I never thought my self-esteem would take such a hard hit after pregnancy. I really thought I would lose more weight than I have so far just by breastfeeding and running errands. That was not a correct assumption.
I'm having a day where I feel really, really down on myself. I went to a Zumba class on Saturday and realized how extremely out of shape I am. I'm not even used to carrying the extra weight, and so certain steps during the class that I just assumed would be easy were really difficult. I felt like my legs weighed 100 pounds apiece. (Which, I guess realistically, they are not too far from!) Being "light on my feet"? Not even possible at this point. I'm 45 pounds heavier than where I was a year ago.
I guess I'm frustrated this morning because I wish I had a workout partner everyday. Or I wish I had something I could do in my apartment besides stupid workout videos. I like going to classes, they keep me motivated because I'm too proud to quit. If I try to work out at home doing a video, I always end up quitting. I'm my own worst enemy when it comes to losing weight. I feel like I should just be the same size I was before the baby. And every time I think about dieting, it makes me want to eat more.

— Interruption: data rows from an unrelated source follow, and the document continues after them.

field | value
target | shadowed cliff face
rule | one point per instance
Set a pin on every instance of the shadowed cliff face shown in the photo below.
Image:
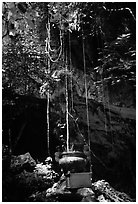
(112, 134)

Added to the the feeling that I'm fat and disgusting is me trying to re-prioritize my life. I used to worry about burlesque stuff SO much, and I think I need to let it go. It's all a pride thing. I feel like I worked so hard for almost two years at a monthly show in Raleigh, and now while I've been on hiatus while pregnant, I feel like my hard work has been taken over by other people. It's frustrating to see something that I felt like was my baby taken over by people who have other visions. It's not that their vision is wrong, it's just different. I'm used to being in charge and it's really hard to let that go... I feel like I did the groundwork and someone else is getting the recognition and the credit. Everyone wants to be "right" and we all end up arguing a lot. I'm pretty sure at this point everyone just wants me to quit. They'd probably throw a party. And it's
I love being a mommy, I love Laila more than anything else in the world. She is so amazing. There are so many times I just sit and watch her and cry because I'm so happy. I can't believe she is MINE! And I get to keep her! At the same time, in a way it is depressing to feel like I'm giving up every other aspect of myself. My life is baby 24/7. She IS totally worth it, but I do think I need other things in my life too. It's all about finding a balance, I suppose, and I'm trying to learn how to do that.